The Beginner’s Guide To Becoming A Nigerian Bouncer

December 2, 2019

There are a lot of power-drunk people in Nigeria, with bouncers ranking very high up on that list. To be fair, you’d be power-drunk too if you were built like a trailer and had the ability to stop anyone from entering somewhere they really want to be.

So, if you want that kind of power, here’s the guide to becoming a bouncer:

Have muscles on top of your muscles

As a Nigerian bouncer, you’re going to need to be about 70% more jacked than absolutely necessary. If your thumb doesn’t have a six-pack, then you’re not working out nearly enough. Brush your teeth with steroids if you have to, just make sure your muscles have muscles.

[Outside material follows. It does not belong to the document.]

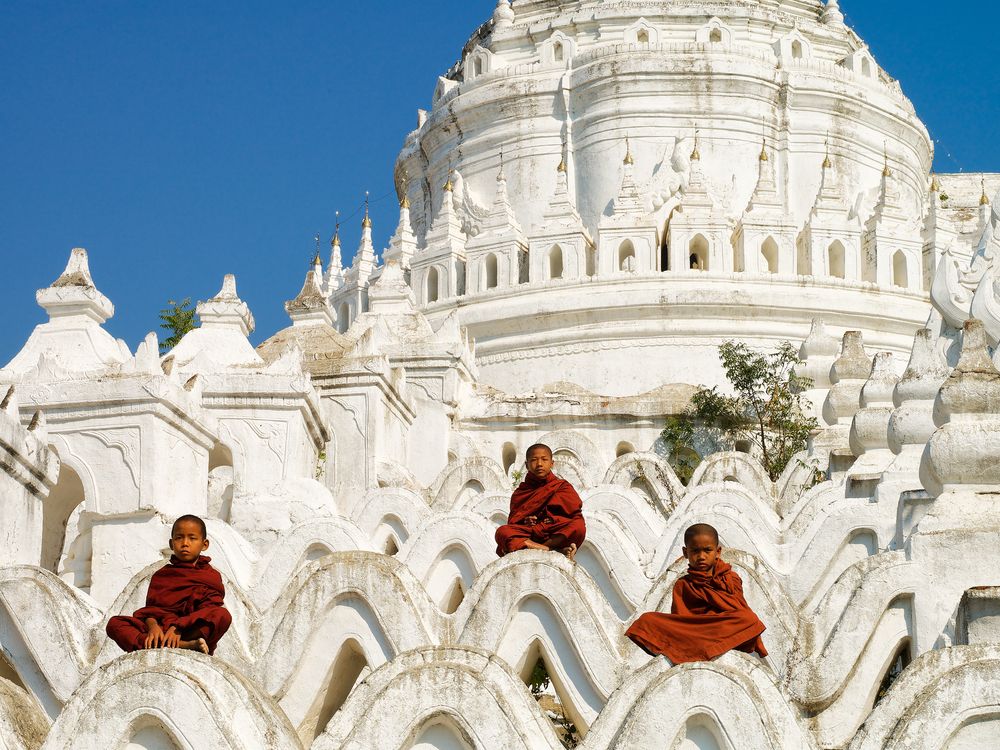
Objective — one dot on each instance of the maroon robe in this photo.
(708, 617)
(187, 596)
(556, 508)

Wear the tightest shirt imaginable

The mandatory uniform for a Nigerian bouncer is a shirt that’s so tight it’s essentially cutting off circulation to your brain. Remember: If people can’t see every single vein through your shirt, they won’t know you can throw them out with a flick of your giant wrists.

Disrespect women

As a Nigerian bouncer, you can’t have any regard for women. If they arrive without any man accompanying them, then they are obviously ashewos and you have to bounce them. Then when they do come with a man, you only acknowledge his existence.

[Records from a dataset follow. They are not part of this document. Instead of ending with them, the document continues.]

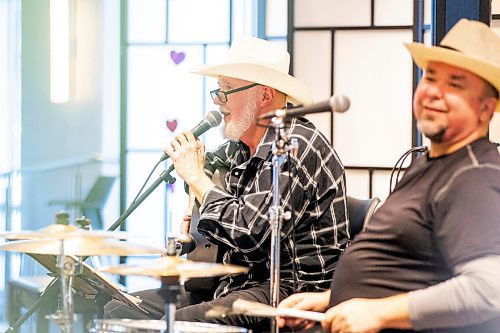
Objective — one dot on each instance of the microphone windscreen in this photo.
(213, 118)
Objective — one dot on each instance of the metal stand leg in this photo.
(50, 292)
(276, 214)
(170, 287)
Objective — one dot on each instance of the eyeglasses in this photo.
(222, 95)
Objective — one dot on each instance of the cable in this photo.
(400, 161)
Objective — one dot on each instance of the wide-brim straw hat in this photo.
(470, 45)
(256, 60)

Have a face as strong as your body

You need your entire face to look like it lifts weights too. To be the very best bouncer, you have to aggressively frown, especially when people are just arriving. Your face will eventually have to soften, particularly when you want to start begging for money.

“Your boy dey here oh”

This is the line you use when you have finally softened your strong face and you’re ready to start obtaining everyone that walks by. It also serves as a reminder that you’ll most likely still be there if they return, so they better behave if they ever want to enter again.

Use your discretion without regard

Your discretion is basically your superpower. Depending on how you wield it, you could either become a superhero or a supervillain, and the latter is the preferred option. When you’re feeling extra evil, you can even decide to allow only half of a group in, while you bounce the others.